Peygamber efendimizin [ﷺ] ne kadar büyük olduğunu şu hadisi şerifle belki biraz anlayabiliriz “لَوْلاَكَ لَوْلاَكَ لَمَا خَلَقْتُ الْأَفْلَاكَ. Levlake levlak lema halaktul eflak, sen olmasaydın kâinatı yaratmazdım.” Peygamber efendimizin [ﷺ] nuru bütün kâinata sirayet etmiş kâinat Peygamber efendimizin [ﷺ] nuru ile şeref almıştır. Biz ancak bu kadar diyebiliriz.

Bu gece anmak gerekir, bu geceyi idrak etmek gerekir, bu gece salavat getirmek gerekir, mesela bazı medreselerde şu an salavata başlamışlar bu gece bir milyon salavat getirilecek böyle programlar var. Bugün İslam aleminde Müslümanların Peygamber efendimizi [ﷺ] anması, idrak etmesi bu büyük bir önem arz etmektedir. Ben burada bir şey okuyacağım sizlere izah edeceğim. İnsanlığı karanlıktan çıkaran Peygamber efendimizin [ﷺ] doğumuna sevinmenin şer’i açıdan hiçbir sakıncası olmamakla beraber hatta İslam’ın derinliğine baktığımızda müstehap olduğunu, sünnet olduğunu görürüz. Peygamber efendimiz [ﷺ] pazartesi günleri oruç tutmuş ve sahabilere “pazartesi dünyaya geldiğim için oruç tutuyorum” demiştir. Bu hadisi şeriften bir şekilde onu günü anmak, tebrik etmek, kutlama anlamı çıkıyor. İslam tarihi araştırmacıları Peygamber efendimizin [ﷺ] doğumunu tebrik etmenin sünnet olduğunu sonucunu çıkarmaktadırlar, bu araştırmayı yapanlar alim ve fadıl insanlardır.

Şer-i delillere geçmeden önce bazı hususları açıklamak istiyorum. Birinci husus yazılan tüm mevlidler Peygamber efendimizin [ﷺ] hayatını, şemailini, aşk ve muhabbetini anlatmaktadır. Bir mecliste Mevlid okunduğu zaman Peygamber efendimizin [ﷺ] hayatını öğrenmiş oluruz, ona salat ve selam getirerek ona karşı muhabbetimiz artarak tesirini kalbimizde hissederiz. Peygamber efendimizin [ﷺ] şemailinden büyüklüğünü anlamış oluruz. Tüm yazılan mevlidlerin musanniflerinin hayatına baktığımızda onların her birinin Peygamber aşığı olduklarını görüyoruz ve onların ne kadar büyük olduklarını ve Peygamber efendimizi [ﷺ] ne kadar iyi anladıklarını görüyoruz. Kürtçe mevlidi yazan Mele Hasan-ı Bate aynen şunu diyor “Benim yüz bin tane dilim olsa gece gündüz sana salavat getirse, yüz kıyamet geçse bile senin vasfını yapamaz” Bunlar ne büyük aşıklar idiler.

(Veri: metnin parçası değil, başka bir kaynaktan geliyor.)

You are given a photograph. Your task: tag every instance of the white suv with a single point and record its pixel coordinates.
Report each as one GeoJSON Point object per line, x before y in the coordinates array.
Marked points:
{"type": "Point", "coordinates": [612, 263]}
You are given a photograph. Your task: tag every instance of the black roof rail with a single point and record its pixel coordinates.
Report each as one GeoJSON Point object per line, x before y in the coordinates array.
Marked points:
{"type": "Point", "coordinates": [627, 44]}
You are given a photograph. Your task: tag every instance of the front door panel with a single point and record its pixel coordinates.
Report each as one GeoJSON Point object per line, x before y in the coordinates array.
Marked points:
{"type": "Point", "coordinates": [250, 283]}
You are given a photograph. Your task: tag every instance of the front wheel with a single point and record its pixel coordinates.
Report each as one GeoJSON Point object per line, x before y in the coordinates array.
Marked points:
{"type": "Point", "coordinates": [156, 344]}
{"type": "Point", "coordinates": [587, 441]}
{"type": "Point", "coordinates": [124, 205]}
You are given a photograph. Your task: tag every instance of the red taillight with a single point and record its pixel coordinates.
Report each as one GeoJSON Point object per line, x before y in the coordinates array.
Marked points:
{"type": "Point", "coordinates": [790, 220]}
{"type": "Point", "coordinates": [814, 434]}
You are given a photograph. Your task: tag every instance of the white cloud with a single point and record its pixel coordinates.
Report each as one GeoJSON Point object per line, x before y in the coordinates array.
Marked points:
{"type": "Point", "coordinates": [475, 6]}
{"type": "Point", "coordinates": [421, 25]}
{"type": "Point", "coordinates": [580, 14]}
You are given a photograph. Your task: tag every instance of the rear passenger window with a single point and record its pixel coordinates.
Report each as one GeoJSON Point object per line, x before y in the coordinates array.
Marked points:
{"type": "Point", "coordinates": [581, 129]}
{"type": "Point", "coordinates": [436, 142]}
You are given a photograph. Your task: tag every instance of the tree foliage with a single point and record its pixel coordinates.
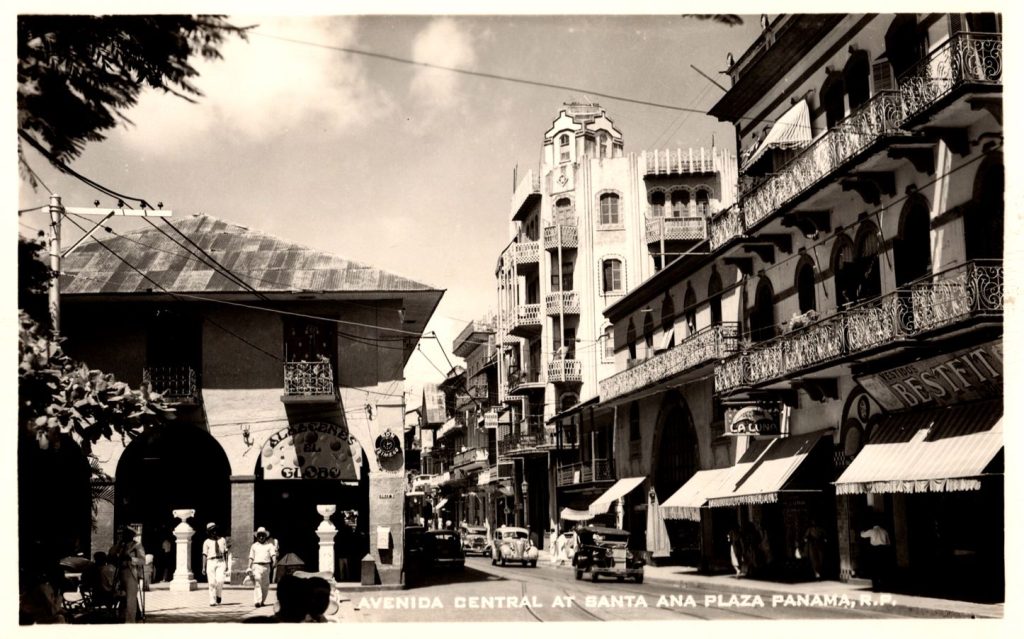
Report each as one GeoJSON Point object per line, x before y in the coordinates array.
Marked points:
{"type": "Point", "coordinates": [77, 75]}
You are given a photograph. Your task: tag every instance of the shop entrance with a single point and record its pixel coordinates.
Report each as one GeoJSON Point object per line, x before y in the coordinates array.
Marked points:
{"type": "Point", "coordinates": [170, 467]}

Süleyman Çelebi’nin yazdığı gibi daha birçok mevlidler yazılmıştır. İşte bazı insanlar o mevlitlere itiraz ediyorlar, diyorlar “niçin mevlid veriliyor, neden o gece tebrik ediliyor?” Biz Peygamber efendimizin [ﷺ] bu hadisini diyoruz;

Ebû Katâde radıyallahu anh şöyle dedi:

Resûlullah sallallahu aleyhi ve sellem‘e pazartesi günü oruç tutmanın fazileti soruldu. O da şöyle buyurdu:

O gün, benim doğduğum, peygamber olduğum (veya bana vahiy geldiği) gündür.” [1] Müslim, Sıyâm 197, 198)

Peygamber efendimizin [ﷺ] pazartesi orucu tutması bir anmaktır.

Urve’nin bildirdiğine göre, Ebu Leheb’in Süveybe adlı bir cariyesi vardı. Ebu Leheb onu azat etmişti. Bu kadın aynı zamanda Hz. Peygamberi [ﷺ] emzirmişti. Ebu Leheb ölünce, onun bazı yakınları rüyada kendisini çok kötü bir durumda görmüş ve halini sormuştu. Ebu Leheb:

“Sizden (ayrıldıktan / öldükten) sonra bir rahat yüzü görmedim. Sadece Suveybe’yi azat ettiğimden dolayı bana su içirildi” diyerek cevap verdi.” (Buhari, Nikah, 20)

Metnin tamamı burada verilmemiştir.